Prace rewaloryzacyjne, które mają na celu przywrócić historyczny rys parku Świętojańskiego wciąż trwają, a planowane na październik zakończenie pierwszego etapu inwestycji zostanie przesunięte na koniec 2016 roku. Urzędnicy mają również pomysł na kontrolę populacji ptactwa, które zanieczyszcza parkowe alejki. Prawdopodobnie od czasu do czasu w parku będzie pojawiał się sokolnik, którego zadaniem będzie odstraszanie niechcianych ptaków.
Jak wyjaśnia wiceprezydent Radomska Jacek Belka, planowany termin zakończenia prac uległ zmianie ze względu na pewne niedociągnięcia wydziału, który zajmował się sprawą radomszczańskiego parku.
- Były pewne niedopatrzenia oraz spotkania, z których prawie nic nie wynikało. W momencie gdy obowiązki naczelnika Wydziału Inwestycji i Inżynierii Miejskiej przejął Tadeusz Chejduk, postanowiliśmy przeanalizować stan rzeczy i stwierdziliśmy, że prace nie postępują tak jak powinny. Wprowadziliśmy więc korekty i uzgodniliśmy zmiany z konserwatorem zabytków. Dlatego zakończenie prac planujemy na końcówkę 2016 roku – wyjaśnia wiceprezydent, dodając iż miasto przygotowuje się do kolejnego etapu renaturalizacji parku, który obejmie powiększenie placu zabaw dla dzieci, remont ciągu pieszego między Miejskim Domem Kultury i placem targowym oraz zagospodarowanie zieleni. Odpowiednie wnioski zostały złożone już w czerwcu, obecnie urząd czeka na decyzje w ich sprawie.
- Wojewódzki Fundusz Ochrony Środowiska podpisuje umowy do połowy jesieni. Niestety mają ograniczone środki finansowe w kwocie 6 milionów zł. Wnioski złożone przez inne miasta oraz Radomsko opiewają na ponad 20 milionów. Musimy się więc liczyć z tym, że możemy nie otrzymać pełnej kwoty, czyli 2,5 miliona, o które wnioskujemy – wyjaśnia wiceprezydent.
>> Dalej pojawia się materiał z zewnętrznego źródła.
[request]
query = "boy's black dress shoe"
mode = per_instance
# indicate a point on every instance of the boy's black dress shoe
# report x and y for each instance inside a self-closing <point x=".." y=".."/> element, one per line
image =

Miasto podjęło również kolejne rozmowy z konserwatorem zabytków w sprawie kontrowersyjnych ścieżek, które zdaniem konserwatora powinny zostać wysypane grysikiem, by w jak największym stopniu przywrócić ogrodowi jego historyczne walory. Jak zauważa Jacek Belka, od samego początku był on przeciwny takiemu rozwiązaniu ze względu na kłopotliwe utrzymanie tego typu ścieżek.
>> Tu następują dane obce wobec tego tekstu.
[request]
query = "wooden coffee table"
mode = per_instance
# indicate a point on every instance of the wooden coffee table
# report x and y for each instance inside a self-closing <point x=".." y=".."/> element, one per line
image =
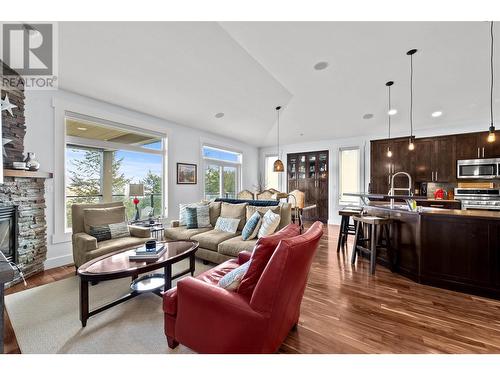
<point x="117" y="265"/>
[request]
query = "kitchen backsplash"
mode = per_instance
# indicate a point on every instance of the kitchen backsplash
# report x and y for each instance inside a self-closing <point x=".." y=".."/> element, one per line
<point x="448" y="187"/>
- Grys jako materiał na alejki nadaje się do przestrzeni otwartych, gdzie nie ma problemu z nadmiarem roślinności, ptactwem i wodami gruntowymi, ponieważ w takich warunkach będą występować problemy z eksploatacją. Rozmawialiśmy z konserwatorem zabytków i nieugięcie stoi na stanowisku, że taka nawierzchnia przywraca walory historyczne parku. Oczywiście alejki będą ładnie wyglądać po wykonaniu ale zobaczymy co będzie po pierwszym zimowym sezonie – zauważa Jacek Belka, dodając iż miejscy urzędnicy wychwycili błąd w konstrukcji ścieżek, który skutkowałby zaleganiem wody ze względu na jej niedostateczną przepuszczalność. Na szczęście projekt został już poprawiony.
Wiele wskazuje również na to, że uda się ograniczyć liczebność ptaków, które od lat stanowią duży problem parku Świętojańskiego. Miasto planuje montaż elektronicznego odstraszacza. Dodatkowo po zakończeniu okresu ochronnego w parku raz na jakiś czas miałby pojawiać się sokolnik, którego celem będzie przepędzenie niechcianego ptactwa.